Rich Fabian

Core Values: A focus on HOW we face challenges together

The last few years have challenged us all. They’ve made us think deeply about what matters in our lives. Many have been faced with choices they never dreamed they’d have to make, especially in the early days of the pandemic. Do I work and risk illness or possibly death, or expose my loved ones to the same? Do I stop working and possibly lose my home? If you own or run a business, do you remain open in an effort to keep your team employed or do you shut down to reduce the spread of disease?

There’s only one measure by which we can make such choices. Our core values. Who am I deep down and what matters most in my life or to my organization? Is it power? Fame? Profit? Marketshare? Or is it something else? Integrity? Passion? Accountability? Respect or trust? Maybe loyalty?

Core values are like a compass that helps us find our way when we feel lost or unsure of our next step. Shared core values in an organization provide a common understanding around what’s important, and how we work with and treat each other in pursuit of a shared goal.

Research indicates that having core values and using them as tools for decision-making in challenging times is actually beneficial on several levels. Scientists at UCLA discovered that thinking about your core values before entering a stressful situation will actually lower levels of stress hormones in your blood. Other researchers found that writing a few short sentences about your core values helps in the process of decision-making. As for businesses, an article in Forbes noted one study that found brands with a high sense of purpose increased in value by 175 percent over a 12-year period — significantly higher than the 86 percent median growth rate at the time. And Research by Harvard Business Professor John Kotter has shown that when corporate values help build positive company culture, revenue increases faster, employee engagement and retention increases, and so does customer satisfaction.

The thing about core values is that they are only meaningful when they are authentic and when you live by them every day. Not just in times of crisis, but every day, when little decisions one after the next, provide the opportunity to live by or stray from your core values.

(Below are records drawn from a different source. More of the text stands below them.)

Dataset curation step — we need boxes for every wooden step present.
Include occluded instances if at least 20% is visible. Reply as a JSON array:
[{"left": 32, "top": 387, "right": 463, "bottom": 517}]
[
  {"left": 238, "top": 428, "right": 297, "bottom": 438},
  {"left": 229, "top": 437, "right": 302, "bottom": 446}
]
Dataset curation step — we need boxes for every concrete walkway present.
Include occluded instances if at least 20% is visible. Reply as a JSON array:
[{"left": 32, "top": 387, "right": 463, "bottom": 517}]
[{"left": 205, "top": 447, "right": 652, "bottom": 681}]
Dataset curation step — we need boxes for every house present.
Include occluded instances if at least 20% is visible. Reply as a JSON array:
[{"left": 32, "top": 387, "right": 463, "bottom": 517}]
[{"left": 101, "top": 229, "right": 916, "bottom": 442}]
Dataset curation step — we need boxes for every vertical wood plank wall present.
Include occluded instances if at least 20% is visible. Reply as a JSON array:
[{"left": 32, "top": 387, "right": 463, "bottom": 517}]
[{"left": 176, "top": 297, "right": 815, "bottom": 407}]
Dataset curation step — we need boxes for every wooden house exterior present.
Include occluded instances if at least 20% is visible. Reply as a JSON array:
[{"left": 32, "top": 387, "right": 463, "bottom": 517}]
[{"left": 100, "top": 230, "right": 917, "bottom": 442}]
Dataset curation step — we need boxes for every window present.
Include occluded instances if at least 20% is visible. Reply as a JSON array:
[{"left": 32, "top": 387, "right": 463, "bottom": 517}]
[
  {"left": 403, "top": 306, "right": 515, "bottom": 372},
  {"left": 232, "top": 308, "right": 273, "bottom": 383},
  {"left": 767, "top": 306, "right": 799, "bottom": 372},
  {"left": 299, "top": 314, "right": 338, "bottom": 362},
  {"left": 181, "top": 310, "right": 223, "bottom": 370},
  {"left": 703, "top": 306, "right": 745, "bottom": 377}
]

Let’s say as a business you have a target date for delivery of a new product. Something slips and either the delivery date needs to move, you need to spend unbudgeted dollars to catch up, or the product’s functionality will need to fall short of initial goals, potentially impacting customer satisfaction and future revenue. The only way to make that choice is to look to the organization’s core values. Will those values drive the company to pursue short-term revenue growth or long-term profitability? There are times when you can’t have both, and core values help guide those decisions.

Living by core values is hard. There are consequences associated with truly living them. The thing is there are consequences for not living them as well. The band RUSH made famous the prescient quote, “If you choose not to decide, you still have made a choice.” Not choosing has consequences. And each time you choose to live outside your core values makes the next choice to stray just that much easier. In my experience, people (and companies) who choose to live outside their core values are unhappy and looking for success in the wrong places.

In one often cited yet perfect example, a company had the stated core values of communication, respect, integrity and excellence. The company? Enron. Yep. That Enron. If those values were ever authentic or lived by employees, they certainly weren’t by the end. Leadership made one decision after another that strayed from those core values, and the rest is infamous corporate history.

Now we at FUJIFILM Sonosite have the benefit of working in an organization that builds devices which improve the quality and reduce the cost of care at the patient’s bedside. Our customers constantly tell us how much what we do improves their lives and the lives of their patients. And ultrasound is one of the most cost-effective imaging technologies that exists today. So throughout the organization we know that what we do makes a real difference every day.

To quote the great Bill Murray, “So we’ve got that going for us.”

But it’s not enough to have purpose. The why is critical. But so is the “how.” How we choose to work with each other, with our customers, with our partners. The “how” we do the work is every bit as important as the why. If individuals and organizations don’t use core values as guides for decision-making, and live by them every day, people can end up doing the wrong thing for the right reasons. And we’ve all seen where that ends up.